Let $(X_n)_n$ a sequence of independent random variables such that $X_1=0$ and for all $j≥2$:
$$ k \mapsto \mathbb{P}\left(X_{j}=k\right)= \begin{cases}\frac{1}{j^{3}} & k \in\{ \pm 1, \pm 2, \ldots, \pm j\} \\ 1-\frac{2}{j^{2}} & k=0\end{cases} $$
Show that $\displaystyle\frac{1}{n^{\alpha}} \sum_{j=1}^{n} X_{j} \stackrel{\mathbb{P}}{\longrightarrow} 0$ para $\left.\alpha \in\right] \frac{1}{2}, \infty[$.

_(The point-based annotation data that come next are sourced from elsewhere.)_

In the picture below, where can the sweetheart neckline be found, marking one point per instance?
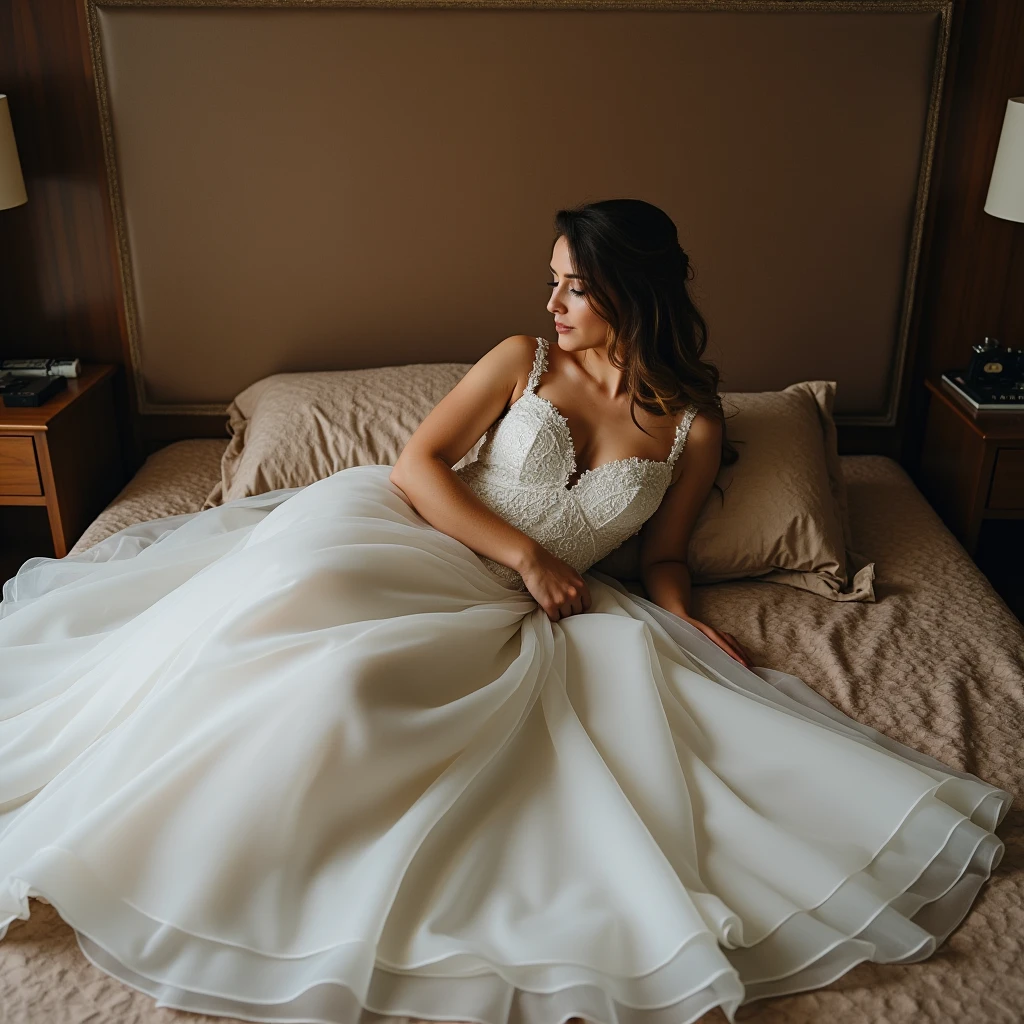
(568, 488)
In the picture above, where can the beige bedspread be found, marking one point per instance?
(936, 663)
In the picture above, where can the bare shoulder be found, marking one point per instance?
(702, 451)
(705, 432)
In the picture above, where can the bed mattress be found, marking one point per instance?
(937, 663)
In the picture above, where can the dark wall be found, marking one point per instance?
(974, 281)
(59, 284)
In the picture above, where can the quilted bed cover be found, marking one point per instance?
(937, 663)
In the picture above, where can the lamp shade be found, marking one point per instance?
(11, 182)
(1006, 189)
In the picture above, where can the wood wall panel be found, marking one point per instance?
(59, 283)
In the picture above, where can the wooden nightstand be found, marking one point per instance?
(972, 467)
(64, 455)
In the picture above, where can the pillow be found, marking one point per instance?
(292, 429)
(783, 519)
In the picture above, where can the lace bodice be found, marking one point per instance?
(523, 468)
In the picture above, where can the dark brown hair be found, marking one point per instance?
(635, 272)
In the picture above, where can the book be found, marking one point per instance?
(43, 368)
(1009, 395)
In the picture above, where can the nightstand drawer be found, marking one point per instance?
(18, 473)
(1008, 480)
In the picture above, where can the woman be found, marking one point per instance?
(379, 747)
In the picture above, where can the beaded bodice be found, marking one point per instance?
(523, 468)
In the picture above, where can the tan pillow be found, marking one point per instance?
(783, 519)
(292, 429)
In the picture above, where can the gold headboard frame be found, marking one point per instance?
(941, 7)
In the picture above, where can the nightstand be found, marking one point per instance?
(972, 467)
(65, 455)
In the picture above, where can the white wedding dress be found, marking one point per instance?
(303, 757)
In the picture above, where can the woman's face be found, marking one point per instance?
(569, 307)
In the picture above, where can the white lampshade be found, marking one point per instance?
(1006, 190)
(11, 182)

My attempt: Let $\varepsilon>0$, $\alpha\in(\frac{1}{2},\infty)$ and $n\in \mathbb{N}$. Note that by Markov inequality we have that:
\begin{align} \mathbb{P}\left(\frac{1}{n^{\alpha}}\left|\sum_{j=1}^{n}X_{j}\right|>\varepsilon\right)=\mathbb{P}\left(\frac{1}{n^{2\alpha}}\left(\sum_{j=1}^{n}X_{j}\right)^{2}>\varepsilon^2\right)\leq \frac{1}{\varepsilon^2}\mathbb{E}\left(\frac{1}{n^{2\alpha}}\left(\displaystyle\sum_{j=1}^{n}X_{j}\right)^{2}\right) \end{align} Note that $\mathbb{E}(X_{1})=0$. Now for $j>1$ we have that: $$\mathbb{E}(X_{j})=\sum_{k=-j}^{j}k\cdot\mathbb{P}(X_{j}=k)=-j\frac{1}{j^3}-(j-1)\frac{1}{j^3}-\ldots+(j-1)\frac{1}{j^3}+j\frac{1}{j^3}=0$$ Let us considerer $M_{X_{j}}(t)$, with $t\in \mathbb{R}$, the moment generating function of $X_{j}$, which is: $$M_{X_{j}}(t)=\mathbb{E}(e^{tX_{j}})=\sum_{k=-j}^{j}e^{tk}\cdot\mathbb{P}(X_{j}=k)=\sum_{k=-j}^{-1}e^{tk}\frac{1}{j^3}+\left(1-\frac{2}{j^2}\right)+\sum_{k=1}^{j}e^{tk}\frac{1}{j^3}$$ In this way, we obtain that: $$\mathbb{E}(X_{j}^2)=\frac{1}{j^3}\sum_{k=-j}^{j}k^2=\frac{(j+1)(2j+1)}{3j^2}$$ Observe that since the variables $(X_n)$ are independent, it follows inductively that: $$\mathbb{E}\left(\left(\sum_{j=1}^{n}X_{j}\right)^2\right)=\sum_{j=1}^{n}\mathbb{E}(X_{j}^2)$$ Given that $\alpha\in \left]\frac{1}{2},\infty\right[$ we have the following: \begin{align} \frac{1}{\varepsilon^2}\mathbb{E}\left(\frac{1}{n^{2\alpha}}\left(\displaystyle\sum_{j=1}^{n}X_{j}\right)^{2}\right)=\frac{1}{\varepsilon^2 n^{2\alpha}}\sum_{j=1}^{n}\mathbb{E}(X_{j}^2)=\frac{1}{\varepsilon^2 n^{2\alpha}}\sum_{j=1}^{n}\frac{(j+1)(2j+1)}{3j^2}\underset{n\to \infty}{\longrightarrow} 0 \end{align} So we conclude that $\displaystyle\frac{1}{n^{\alpha}} \sum_{j=1}^{n} X_{j} \stackrel{\mathbb{P}}{\longrightarrow} 0$
Is this development correct?